The OPT program allows international students who graduate from American universities to remain stateside and receive work experience training for up to 12 months. However, graduates from designated STEM programs also qualify for an additional 17 month OPT STEM extension.
The DHS website states that these reforms reflect the Obama administration’s commitment to embracing talented students from foreign countries.
NAFSA: Association of International Educators welcomed the expansion action having long advocated an increase in the list of STEM degree programs. NAFSA Executive Director and CEO Marlene Johnson is hopeful that the STEM designated initiative can soon be scrapped in favor of a fully inclusive OPT extension for foreign students.
From a 2008 letter from Johnson to the DHS:
“It would be optimal to make OPT extension available to all international students; we are hopeful that the successful implementation of [the rule adding 17 months of OPT for certain STEM degree graduates] will lead to the expansion of OPT extension to all fields in short order.” Meanwhile, Johnson wrote, a revision of the DHS list of eligible STEM degree programs was needed.
Earlier this year the DHS announced measures to streamline the process for immigrant entrepreneurs wishing to enter the US and create businesses. The DHS website stating that President Obama was committed to adapting the immigration system to meet modern security and economic needs.
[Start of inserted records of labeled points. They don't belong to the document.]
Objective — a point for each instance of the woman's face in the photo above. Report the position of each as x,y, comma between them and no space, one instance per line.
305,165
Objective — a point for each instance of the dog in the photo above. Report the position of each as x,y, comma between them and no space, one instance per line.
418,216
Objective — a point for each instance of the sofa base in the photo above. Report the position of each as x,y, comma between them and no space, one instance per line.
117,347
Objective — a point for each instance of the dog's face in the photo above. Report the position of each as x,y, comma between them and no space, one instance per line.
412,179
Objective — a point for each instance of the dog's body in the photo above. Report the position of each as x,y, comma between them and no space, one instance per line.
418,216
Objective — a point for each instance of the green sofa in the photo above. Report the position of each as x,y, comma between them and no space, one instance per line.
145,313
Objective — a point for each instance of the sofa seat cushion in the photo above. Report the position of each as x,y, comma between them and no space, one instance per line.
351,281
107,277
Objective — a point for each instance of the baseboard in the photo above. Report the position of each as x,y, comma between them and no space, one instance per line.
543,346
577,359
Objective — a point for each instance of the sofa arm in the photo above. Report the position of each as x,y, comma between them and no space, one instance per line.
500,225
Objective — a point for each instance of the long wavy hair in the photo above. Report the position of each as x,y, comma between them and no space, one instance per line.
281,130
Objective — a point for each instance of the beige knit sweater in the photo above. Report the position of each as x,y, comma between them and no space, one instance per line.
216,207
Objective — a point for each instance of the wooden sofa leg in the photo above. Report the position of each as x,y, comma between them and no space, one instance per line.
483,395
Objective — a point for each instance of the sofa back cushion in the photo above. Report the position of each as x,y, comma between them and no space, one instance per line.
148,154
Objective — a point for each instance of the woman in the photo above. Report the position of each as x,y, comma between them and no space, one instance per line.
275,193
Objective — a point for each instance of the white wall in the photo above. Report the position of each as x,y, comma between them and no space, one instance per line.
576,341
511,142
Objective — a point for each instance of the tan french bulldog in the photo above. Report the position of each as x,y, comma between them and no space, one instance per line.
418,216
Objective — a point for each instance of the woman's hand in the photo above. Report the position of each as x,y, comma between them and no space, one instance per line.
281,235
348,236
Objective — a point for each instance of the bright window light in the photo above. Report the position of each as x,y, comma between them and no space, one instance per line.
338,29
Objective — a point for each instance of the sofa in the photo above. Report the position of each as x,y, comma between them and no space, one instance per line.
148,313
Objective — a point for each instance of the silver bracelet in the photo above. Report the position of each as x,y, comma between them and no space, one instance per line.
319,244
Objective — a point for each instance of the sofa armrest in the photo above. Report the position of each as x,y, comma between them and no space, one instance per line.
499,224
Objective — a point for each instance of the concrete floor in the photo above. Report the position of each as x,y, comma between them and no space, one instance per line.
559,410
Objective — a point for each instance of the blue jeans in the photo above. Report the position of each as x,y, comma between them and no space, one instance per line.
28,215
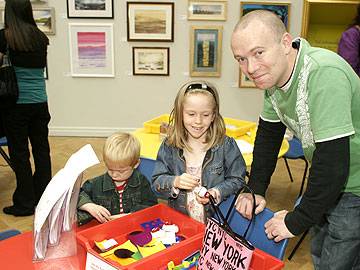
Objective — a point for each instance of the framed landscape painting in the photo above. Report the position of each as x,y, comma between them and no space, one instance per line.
203,10
45,19
151,61
205,51
282,9
150,21
91,50
100,9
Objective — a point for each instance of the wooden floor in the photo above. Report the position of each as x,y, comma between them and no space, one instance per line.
281,194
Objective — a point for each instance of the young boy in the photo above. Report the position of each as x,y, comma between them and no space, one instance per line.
122,189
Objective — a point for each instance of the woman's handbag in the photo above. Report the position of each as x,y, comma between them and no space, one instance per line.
222,247
9,91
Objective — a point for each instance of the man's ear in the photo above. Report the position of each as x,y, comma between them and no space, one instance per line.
137,164
286,42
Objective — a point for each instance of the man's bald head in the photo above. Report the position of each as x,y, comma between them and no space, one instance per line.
267,18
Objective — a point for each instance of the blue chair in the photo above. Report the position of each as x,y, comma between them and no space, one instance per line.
296,152
256,234
8,233
3,142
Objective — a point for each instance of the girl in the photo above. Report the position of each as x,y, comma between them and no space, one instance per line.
29,118
197,153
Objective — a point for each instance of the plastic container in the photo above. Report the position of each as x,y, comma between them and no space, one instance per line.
119,229
260,259
234,127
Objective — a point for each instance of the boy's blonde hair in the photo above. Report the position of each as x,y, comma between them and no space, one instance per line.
177,134
122,148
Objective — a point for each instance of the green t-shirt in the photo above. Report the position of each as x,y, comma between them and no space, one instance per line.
320,103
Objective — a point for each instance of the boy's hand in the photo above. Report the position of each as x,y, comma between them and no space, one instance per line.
97,211
186,181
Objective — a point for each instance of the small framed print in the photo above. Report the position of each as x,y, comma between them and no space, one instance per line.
45,19
150,21
205,51
91,49
207,10
151,61
94,9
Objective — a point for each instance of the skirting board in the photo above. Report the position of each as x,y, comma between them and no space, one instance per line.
85,131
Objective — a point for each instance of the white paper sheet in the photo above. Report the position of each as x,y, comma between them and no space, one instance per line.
57,201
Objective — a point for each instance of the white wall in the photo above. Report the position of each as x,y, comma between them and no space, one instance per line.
99,106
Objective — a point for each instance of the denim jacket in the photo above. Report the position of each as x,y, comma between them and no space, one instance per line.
222,168
101,190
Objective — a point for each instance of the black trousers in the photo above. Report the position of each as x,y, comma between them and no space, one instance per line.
24,123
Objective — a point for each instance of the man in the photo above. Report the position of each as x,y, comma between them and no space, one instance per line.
316,94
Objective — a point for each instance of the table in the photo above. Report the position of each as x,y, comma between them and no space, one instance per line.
150,144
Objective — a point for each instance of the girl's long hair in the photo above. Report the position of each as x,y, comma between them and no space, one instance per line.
21,31
178,135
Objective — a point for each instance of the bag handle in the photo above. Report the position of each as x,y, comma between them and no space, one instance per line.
225,219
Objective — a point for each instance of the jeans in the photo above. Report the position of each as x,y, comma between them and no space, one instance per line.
22,123
335,243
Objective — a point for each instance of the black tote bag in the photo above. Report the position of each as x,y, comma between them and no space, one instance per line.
9,91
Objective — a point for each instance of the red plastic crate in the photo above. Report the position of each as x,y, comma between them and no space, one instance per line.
121,227
260,259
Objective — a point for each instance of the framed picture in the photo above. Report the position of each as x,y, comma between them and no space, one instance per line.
151,61
45,19
101,9
282,9
150,21
91,49
205,51
207,10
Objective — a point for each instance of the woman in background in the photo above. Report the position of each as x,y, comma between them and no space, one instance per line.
349,45
28,119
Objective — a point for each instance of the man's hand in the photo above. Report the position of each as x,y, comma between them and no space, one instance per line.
97,211
244,204
276,229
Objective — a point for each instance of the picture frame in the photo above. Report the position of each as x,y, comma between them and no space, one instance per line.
207,10
96,9
46,72
45,19
151,61
282,9
150,21
205,50
91,49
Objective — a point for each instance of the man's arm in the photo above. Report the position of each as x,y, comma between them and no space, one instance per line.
327,178
268,141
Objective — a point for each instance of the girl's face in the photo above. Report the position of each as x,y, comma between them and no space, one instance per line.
198,114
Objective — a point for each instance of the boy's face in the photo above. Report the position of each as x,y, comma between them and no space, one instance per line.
119,172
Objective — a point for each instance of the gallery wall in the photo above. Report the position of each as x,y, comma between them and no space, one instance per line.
93,106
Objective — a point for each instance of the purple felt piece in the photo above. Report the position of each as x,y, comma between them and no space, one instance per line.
140,238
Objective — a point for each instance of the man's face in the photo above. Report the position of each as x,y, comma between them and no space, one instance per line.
261,58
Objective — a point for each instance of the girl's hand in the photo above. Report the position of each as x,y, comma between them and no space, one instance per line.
117,216
205,199
186,181
99,212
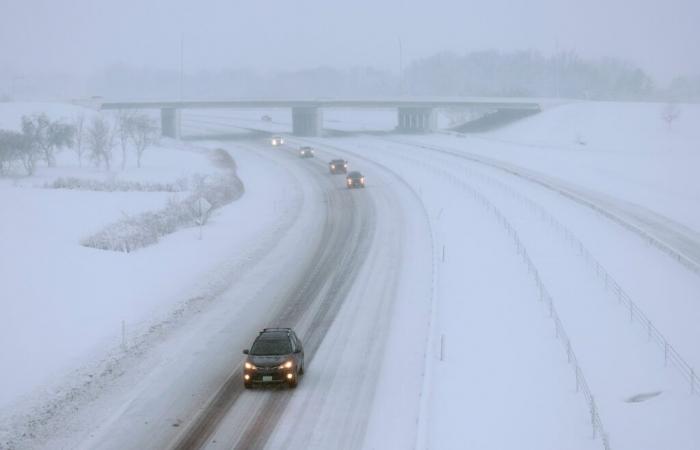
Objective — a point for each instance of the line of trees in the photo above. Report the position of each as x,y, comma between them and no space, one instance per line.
477,73
41,138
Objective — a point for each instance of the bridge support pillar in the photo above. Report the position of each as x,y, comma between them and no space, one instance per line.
307,121
417,120
170,123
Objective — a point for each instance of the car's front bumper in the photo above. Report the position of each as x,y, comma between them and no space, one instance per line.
268,375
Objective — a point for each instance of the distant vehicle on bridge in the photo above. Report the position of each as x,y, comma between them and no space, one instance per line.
306,152
355,180
338,166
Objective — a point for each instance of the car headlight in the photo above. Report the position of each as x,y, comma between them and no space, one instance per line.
287,365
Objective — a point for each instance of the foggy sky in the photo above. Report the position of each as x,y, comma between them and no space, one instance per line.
80,37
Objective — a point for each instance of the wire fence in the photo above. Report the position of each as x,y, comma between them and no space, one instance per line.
671,356
597,427
665,247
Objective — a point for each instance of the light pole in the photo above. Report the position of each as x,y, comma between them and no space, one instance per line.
13,87
400,68
182,61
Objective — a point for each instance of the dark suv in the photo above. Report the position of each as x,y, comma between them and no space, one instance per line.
276,357
355,179
338,166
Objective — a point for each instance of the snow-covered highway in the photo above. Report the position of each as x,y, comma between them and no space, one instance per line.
476,294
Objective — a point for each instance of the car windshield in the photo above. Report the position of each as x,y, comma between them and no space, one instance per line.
271,347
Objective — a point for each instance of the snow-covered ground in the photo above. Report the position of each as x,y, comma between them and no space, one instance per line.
444,339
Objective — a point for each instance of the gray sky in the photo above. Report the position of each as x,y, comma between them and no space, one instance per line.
81,36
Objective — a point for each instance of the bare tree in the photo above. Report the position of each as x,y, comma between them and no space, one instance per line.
11,146
100,140
59,135
79,125
125,123
32,133
144,132
47,135
670,113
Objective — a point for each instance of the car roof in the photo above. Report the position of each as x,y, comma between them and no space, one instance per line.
274,335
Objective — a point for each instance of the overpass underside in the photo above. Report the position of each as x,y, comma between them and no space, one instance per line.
307,116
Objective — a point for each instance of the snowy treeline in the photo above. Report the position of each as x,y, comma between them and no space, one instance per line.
132,233
40,138
524,73
527,74
88,184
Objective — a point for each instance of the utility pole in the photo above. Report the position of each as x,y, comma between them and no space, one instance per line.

The President supports legislative measures that would attract and retain immigrants who create jobs and boost competitiveness here in the U.S., including creating a “Startup Visa,” strengthening the H-1B program, and “stapling” green cards to the diplomas of certain foreign-born graduates in science, technology, engineering, and math (STEM) fields.
The DHS plans to continue to monitor and review emerging fields for possible inclusion in the STEM designated degree program.